My mother died over ten years ago. I wish I knew then what I know now, about how dying humans exist for a while in both this world and the next, and how personal and exquisite it can be to die. All of what happened in the poem is true. I wanted to write something that balanced true events with the layers of complexity in our relationship. I have read lots of inspirational accounts of supporting the dying, and I wanted to write something that is determinedly not inspirational in that it is not resolved. A bit more like life, in other words.
Delirium is the most common form of psychosis. It augurs poorly for length of life. Both my parents were delirious near their deaths, but there are strange truths here. Now, I would take a different and more generous interpretation.

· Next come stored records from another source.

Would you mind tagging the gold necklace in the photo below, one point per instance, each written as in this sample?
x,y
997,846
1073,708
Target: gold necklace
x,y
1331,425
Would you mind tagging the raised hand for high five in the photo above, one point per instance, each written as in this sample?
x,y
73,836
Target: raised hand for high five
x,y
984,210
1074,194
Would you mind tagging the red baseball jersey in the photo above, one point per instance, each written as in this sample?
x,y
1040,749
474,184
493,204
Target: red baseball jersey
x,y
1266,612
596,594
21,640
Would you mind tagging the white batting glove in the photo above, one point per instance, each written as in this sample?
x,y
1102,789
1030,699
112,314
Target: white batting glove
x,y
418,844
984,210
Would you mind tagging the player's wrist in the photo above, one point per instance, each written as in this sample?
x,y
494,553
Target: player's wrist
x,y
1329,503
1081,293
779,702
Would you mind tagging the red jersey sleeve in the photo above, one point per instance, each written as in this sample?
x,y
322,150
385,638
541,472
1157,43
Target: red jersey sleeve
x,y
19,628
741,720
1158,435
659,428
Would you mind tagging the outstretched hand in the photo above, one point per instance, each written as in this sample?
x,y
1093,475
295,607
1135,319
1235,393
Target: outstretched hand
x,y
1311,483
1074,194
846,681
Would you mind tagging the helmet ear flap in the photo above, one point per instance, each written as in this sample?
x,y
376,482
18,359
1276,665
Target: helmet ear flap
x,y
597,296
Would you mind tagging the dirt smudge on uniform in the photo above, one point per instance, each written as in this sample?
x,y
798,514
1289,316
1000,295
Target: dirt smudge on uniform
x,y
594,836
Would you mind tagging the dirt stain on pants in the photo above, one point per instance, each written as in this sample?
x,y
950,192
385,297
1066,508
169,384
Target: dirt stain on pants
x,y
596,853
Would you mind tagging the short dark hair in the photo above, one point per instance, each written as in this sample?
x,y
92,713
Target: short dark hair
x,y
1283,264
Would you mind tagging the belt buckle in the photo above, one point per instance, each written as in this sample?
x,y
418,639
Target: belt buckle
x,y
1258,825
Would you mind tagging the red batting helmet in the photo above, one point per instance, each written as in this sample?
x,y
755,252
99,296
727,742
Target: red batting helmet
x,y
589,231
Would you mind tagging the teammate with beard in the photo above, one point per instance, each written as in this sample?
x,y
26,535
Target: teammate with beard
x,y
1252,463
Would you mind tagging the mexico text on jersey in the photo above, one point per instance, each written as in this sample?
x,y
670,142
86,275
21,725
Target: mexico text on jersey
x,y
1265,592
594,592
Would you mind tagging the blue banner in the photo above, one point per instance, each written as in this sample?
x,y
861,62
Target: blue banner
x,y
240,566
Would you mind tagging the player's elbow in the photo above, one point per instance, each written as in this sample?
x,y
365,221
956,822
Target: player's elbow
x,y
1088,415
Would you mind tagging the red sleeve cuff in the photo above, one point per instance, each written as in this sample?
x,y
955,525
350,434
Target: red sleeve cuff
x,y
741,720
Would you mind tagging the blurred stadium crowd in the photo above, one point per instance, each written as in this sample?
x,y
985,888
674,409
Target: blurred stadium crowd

The rose is Dublin Bay. My mother named her roses after the people in her life. Dublin Bay was a favourite of hers.
Here is the poem:
DELIRIUM
My mother
During happy
hour at the hospice
Was reassuring
me.
She had been
kidnapped, and was held in a cabin in the woods.
Really,
A cabin.
In the
woods.
But it was
all OK. I was not to worry. There was a party.
The party
was for her.
She could
hear the clink of glasses and the laughter in the next room.
She could
choose to join them. It was her party after all.
But not right
now.
My mother
Ran away.
They rang me, and said the Police were looking for her.
By this time
she was so light, so insubstantial, she had skipped over the sensor mat and
almost floated away.
They found
her, some hours later,
Digging in
someone’s garden.
Going to
ground, digging in, seeking earth, I guess.
She told me,
when I arrived,
He was a
very nice policeman and he didn’t even molest her.
My mother
Tried to kill
herself.
She took two
Quetiapine and fell out of bed.
They rang
me, and said it was not urgent, just to come when I could.
When I
arrived, she said she had been very naughty,
But she had
seen Jesus, and she had seen her husband.
What was she
to do?
My mother
Sat on the
floor, still agile, light and hollow-boned,
Examining the
freckles on her leg.
She
explained how each freckle was a person, how each freckle was an idea
Related to
each other
A genogram
A map
A system
A galaxy of
freckles.
I found it
hard to cope with how my mother was rearranging her relationship with the
universe.
I laughed a
lot, nervously, not understanding.
My mother
thanked me for coming this time.
She noticed
the hard black diary I always carried, my time manager diary.
Oh, she said,
I’m so glad you’re the Time Manager. You must be so clever, to manage Time the
way you do.
So I’m Dr
Who now, full noise, gate crashing the past and the future, squeezing through
the tiny bit of present we still have, managing, it’s called, still managing.
My mother
was rattling in her bed, greying out, her lungs spored and splayed, monstrous,
bigger than she was, the disease bigger than she was.
They called
me and said come now.
I said I
have the day off tomorrow.
They said
come now.
With a heart
tenderised by the mallet of duty, I went.
The last reflexive
breaths tore themselves from her as I arrived.
The nurse
said, she must have heard you.
But she’d
seen Jesus, and she had seen her husband, and what was she to do?